In the latest iOS release (which can now be downloaded in beta versions), Apple is taking huge steps towards protecting those who are most likely to be targeted by high level spyware. Although this is Apple's main target, it is available for anyone to use.
Mostly, Lockdown Mode will be used by the likes of journalists, politicians and other government officials that want to add another layer of protection to their iPhone, iPad or MacOS device. This new setting hardens device's defence in ways that interrupt methods we’ve seen used to compromise devices for highly targeted attacks.
Lockdown Mode blocks many message attachment types, disables link previews, turns off some web browsing technology by default, stops invitations and FaceTime calls from unknown contacts and shuts down wired connections to computers or accessories while the device is locked. Along with this, it disables the ability to add new configuration profiles or sign up to mobile device management (MDM).
These are all areas that we know can be vulnerable, as Google’s Project Zero team detailed how iPhones of people targeted by the cyber attacking software could be compromised in a “zero-click” scenario by using a GIF to exploit iMessage in the background. Other attacks have repeatedly targeted mobile device management solutions or used websites to exploit flaws in rendering. With Lockdown Mode, these opportunities that could have previously been exploited are now shut down.
Apple is calling Lockdown Mode an “extreme, optional” level of protection that’s a clear response to the growing risk of cyber attacks across the world.

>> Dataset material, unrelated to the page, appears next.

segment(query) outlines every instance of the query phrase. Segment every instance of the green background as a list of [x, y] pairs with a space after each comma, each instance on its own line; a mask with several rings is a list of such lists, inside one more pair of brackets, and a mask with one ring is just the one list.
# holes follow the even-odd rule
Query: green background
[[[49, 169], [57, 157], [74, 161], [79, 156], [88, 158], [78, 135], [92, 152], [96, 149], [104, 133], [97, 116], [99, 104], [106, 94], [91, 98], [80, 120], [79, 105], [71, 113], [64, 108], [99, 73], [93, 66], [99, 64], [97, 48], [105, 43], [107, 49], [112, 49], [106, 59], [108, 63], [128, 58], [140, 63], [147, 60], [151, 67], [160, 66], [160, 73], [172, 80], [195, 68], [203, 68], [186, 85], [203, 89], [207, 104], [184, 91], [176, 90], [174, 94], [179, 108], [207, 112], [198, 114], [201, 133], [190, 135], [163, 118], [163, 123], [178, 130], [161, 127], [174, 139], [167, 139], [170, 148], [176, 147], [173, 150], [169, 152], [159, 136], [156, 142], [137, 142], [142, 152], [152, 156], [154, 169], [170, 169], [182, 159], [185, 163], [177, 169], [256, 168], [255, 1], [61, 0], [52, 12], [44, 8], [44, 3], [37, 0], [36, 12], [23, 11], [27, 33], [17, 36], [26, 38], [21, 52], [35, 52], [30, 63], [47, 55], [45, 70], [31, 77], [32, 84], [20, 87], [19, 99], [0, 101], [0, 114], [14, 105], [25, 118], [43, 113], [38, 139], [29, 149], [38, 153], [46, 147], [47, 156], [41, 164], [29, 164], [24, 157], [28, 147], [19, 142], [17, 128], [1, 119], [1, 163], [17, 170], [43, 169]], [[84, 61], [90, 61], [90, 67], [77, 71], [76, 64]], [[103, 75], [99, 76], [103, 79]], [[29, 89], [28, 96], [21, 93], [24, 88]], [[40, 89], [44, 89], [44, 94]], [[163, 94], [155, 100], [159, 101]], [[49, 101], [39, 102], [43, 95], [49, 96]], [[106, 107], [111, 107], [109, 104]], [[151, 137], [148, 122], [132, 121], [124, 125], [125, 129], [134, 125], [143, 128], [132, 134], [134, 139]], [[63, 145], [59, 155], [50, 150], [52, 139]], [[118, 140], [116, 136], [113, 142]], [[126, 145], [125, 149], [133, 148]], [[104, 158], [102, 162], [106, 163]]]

Apple’s head of security engineering and architecture, Ivan Krstić also stated, “While the vast majority of users will never be the victims of highly targeted cyberattacks, we will work tirelessly to protect the small number of users who are. That includes continuing to design defenses specifically for these users, as well as supporting researchers and organizations around the world doing critically important work in exposing mercenary companies that create these digital attacks.”
Apple also released its new Rapid Security Response feature wit the latest MacOS which will updates for security patches to roll out faster and can take effect on a Mac without requiring a reboot. iOS 16 and macOS Ventura are also set to include support for new passkey technology that will help eliminate the use of passwords.